From the quick peek above, vip passengers that slept in the cryo were much more likely to be not transported away. So did, having a cabin in deck E and number 0.

Then we take a look at the continuous numbers.

plot_boxplot(whole_init_exp,
             by = "transported", 
             nrow = 2, 
             ncol = 2)

Passengers that spent their money in crowded open space like food_court and shopping_mall were more likely to be vanished. Meanwhile, spending money in more private situation like room_service, spa, and vr_deck helped their chance to be not taken away into some alternate dimension. Was there something contagious with the way the vanishing happened?

They’re mostly not normally distributed, but to be sure, let’s see them in qq plot.

plot_qq(whole_init_exp, 
        by = "transported",
        nrow = 2,
        ncol = 2
        )

Only age that has resemblance of normal distribution. The rest are skewed.

Cross-Validation

We have to split the train data into two parts:

  • Train - Learn : We use this to train the model
  • Train - Validation : Then we evaluate the model in this data set
train_expanded <- whole_init_exp %>% filter(!is.na(transported))
test_expanded <- whole_init_exp %>% filter(is.na(transported))
RNGkind(sample.kind = "Rounding")
## Warning in RNGkind(sample.kind = "Rounding"): non-uniform 'Rounding' sampler
## used
set.seed(1)
idx <- sample(nrow(train_expanded),
              0.8 * nrow(train_expanded))
train_exp_learn <- train_expanded[idx,-1]
train_exp_val <- train_expanded[-idx,-1]

Let’s check the target balance.

prop.table(table(train_exp_learn$transported))
## 
##     FALSE      TRUE 
## 0.4982744 0.5017256

Cool, it’s already balanced.

Modeling and Validation

Features Selection

The number of rows is too much for my hardware to process model that includes all the features. So here I’m using Boruta to evaluate which features are important and should be integrated in the actual model.

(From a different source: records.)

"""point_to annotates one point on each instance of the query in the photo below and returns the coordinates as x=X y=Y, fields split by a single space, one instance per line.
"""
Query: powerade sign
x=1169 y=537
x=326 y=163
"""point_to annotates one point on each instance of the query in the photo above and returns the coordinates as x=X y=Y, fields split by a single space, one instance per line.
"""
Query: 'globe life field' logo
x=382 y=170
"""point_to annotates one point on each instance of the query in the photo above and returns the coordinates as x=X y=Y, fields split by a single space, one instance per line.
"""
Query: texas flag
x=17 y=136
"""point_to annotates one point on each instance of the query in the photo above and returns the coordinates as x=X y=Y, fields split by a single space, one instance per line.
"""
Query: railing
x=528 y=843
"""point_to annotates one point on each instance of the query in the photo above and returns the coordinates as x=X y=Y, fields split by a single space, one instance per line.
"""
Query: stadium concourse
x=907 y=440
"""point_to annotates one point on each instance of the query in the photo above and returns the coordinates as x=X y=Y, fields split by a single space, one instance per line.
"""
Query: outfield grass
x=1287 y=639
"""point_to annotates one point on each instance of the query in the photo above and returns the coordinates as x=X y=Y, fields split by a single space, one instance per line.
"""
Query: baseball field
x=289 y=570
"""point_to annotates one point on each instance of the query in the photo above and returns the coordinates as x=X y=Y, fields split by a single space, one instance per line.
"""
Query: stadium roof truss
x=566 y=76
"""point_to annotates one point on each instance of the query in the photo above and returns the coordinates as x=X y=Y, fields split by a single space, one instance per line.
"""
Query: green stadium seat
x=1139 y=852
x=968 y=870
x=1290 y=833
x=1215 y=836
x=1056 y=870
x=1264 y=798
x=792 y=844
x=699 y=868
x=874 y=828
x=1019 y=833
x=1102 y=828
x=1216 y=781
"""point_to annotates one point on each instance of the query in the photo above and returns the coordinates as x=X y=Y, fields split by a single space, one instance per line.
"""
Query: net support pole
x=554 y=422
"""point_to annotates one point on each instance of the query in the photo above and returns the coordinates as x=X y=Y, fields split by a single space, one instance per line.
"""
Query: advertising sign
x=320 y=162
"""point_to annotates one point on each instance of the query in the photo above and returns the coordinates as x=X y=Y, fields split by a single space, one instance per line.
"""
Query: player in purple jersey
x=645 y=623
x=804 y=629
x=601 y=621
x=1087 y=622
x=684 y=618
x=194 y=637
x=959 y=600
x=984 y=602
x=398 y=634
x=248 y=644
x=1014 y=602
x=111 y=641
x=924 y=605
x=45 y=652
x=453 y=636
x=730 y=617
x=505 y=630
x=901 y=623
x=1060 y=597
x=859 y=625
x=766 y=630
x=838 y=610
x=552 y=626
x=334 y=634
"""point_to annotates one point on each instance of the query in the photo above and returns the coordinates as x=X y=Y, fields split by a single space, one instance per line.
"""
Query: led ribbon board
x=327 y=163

boruta_output <- Boruta(transported ~ ., data=na.omit(train_exp_learn), doTrace=1)
## After 12 iterations, +19 secs:
##  confirmed 19 attributes: age, cabin_deck, cabin_number, cabin_side, cryo_sleep and 14 more;
##  rejected 1 attribute: vip;
##  still have 1 attribute left.

Boruta created shadow features from randomized copies of the original features. It then applied random forest classifier on them and applies feature importance measures. Boruta compares the best of the shadows and the origins. Those original features that lost to the shadows are rejected.

plotImpHistory(boruta_output)

plot(boruta_output, cex.axis=.8, las=2, xlab="", main="Variable Importance")

The plot above shows 19 confirmed important features.The boruta results agree with the previous observations that how public or private their behaviors are quite important since food_court, spa, and cryo_sleep is in the top five confirmed list.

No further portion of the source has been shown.